He was an influential member of the Commission for Liturgical Reform established by Pope Pius XII in 1948. He later served as the Secretary for the Liturgical Commission of the Second Vatican Council. He was a member of the post-conciliar Consilium and was appointed Archbishop Secretary of the Sacred Congregation for Rites in 1965. As Alcuin Reid points out in his review of the book at the Amazon site linked above, the Concilium wages a political battle for control of the liturgical reform against the Congregation for Rites.
The publication of Msgr. Giampietro's book allows us to listen in to yet another voice and perspective in the conversations unfolding during those critical years during and after the Council.

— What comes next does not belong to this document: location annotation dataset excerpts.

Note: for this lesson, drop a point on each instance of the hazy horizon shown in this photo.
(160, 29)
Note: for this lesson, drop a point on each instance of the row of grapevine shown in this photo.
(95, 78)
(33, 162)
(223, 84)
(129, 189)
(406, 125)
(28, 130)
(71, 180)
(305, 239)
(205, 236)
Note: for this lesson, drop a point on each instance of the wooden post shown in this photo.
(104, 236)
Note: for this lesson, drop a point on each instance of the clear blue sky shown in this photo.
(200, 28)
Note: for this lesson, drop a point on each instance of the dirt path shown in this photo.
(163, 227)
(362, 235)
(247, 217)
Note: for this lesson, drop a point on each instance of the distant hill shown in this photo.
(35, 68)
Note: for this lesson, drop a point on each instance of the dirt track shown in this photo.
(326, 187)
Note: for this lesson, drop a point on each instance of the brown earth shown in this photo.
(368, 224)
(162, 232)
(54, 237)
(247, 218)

At the end of the Concilium's first meeting, Antonelli observed:
"I am not enthusiastic about this work. I am unhappy about how much the Commission has changed. It is merely an assembly of people, many of them incompetent, and others of them well advanced on the road to novelty. The discussions are extremely hurried. Discussions are based on impressions and the voting is chaotic. What is most displeasing is that the expositive Promemorias and the relative questions are drawn up in advanced terms and often in a very suggestive form. The direction is weak."As the Consilium's work proceeded, Reid notes, Antonelli's concerns about its competence, its predilection for innovation and its consuming haste, grew. After several years with Consilium he wrote that the liturgical reform was becoming "more chaotic and deviant":
"That which is sad...however, is a fundamental datum, a mutual attitude, a pre-established position, namely, many of those who have influenced the reform...and others, have no love, and no veneration of that which has been handed down to us. They begin by despising everything that is actually there. This negative mentality is unjust and pernicious, and unfortunately, Paul VI tends a little to this side. They have all the best intentions, but with this mentality they have only been able to demolish and not to restore."Antoneilli observes that Bugnini "always had the backing of Paul VI," but that "his greatest lacuna was his lack of any theological training or sensibility."
What we get in Msgr. Giampietro's book, says Reid, is not a revisionist history of Vatican II, but rather part of the history of the liturgical reform and of the Council itself.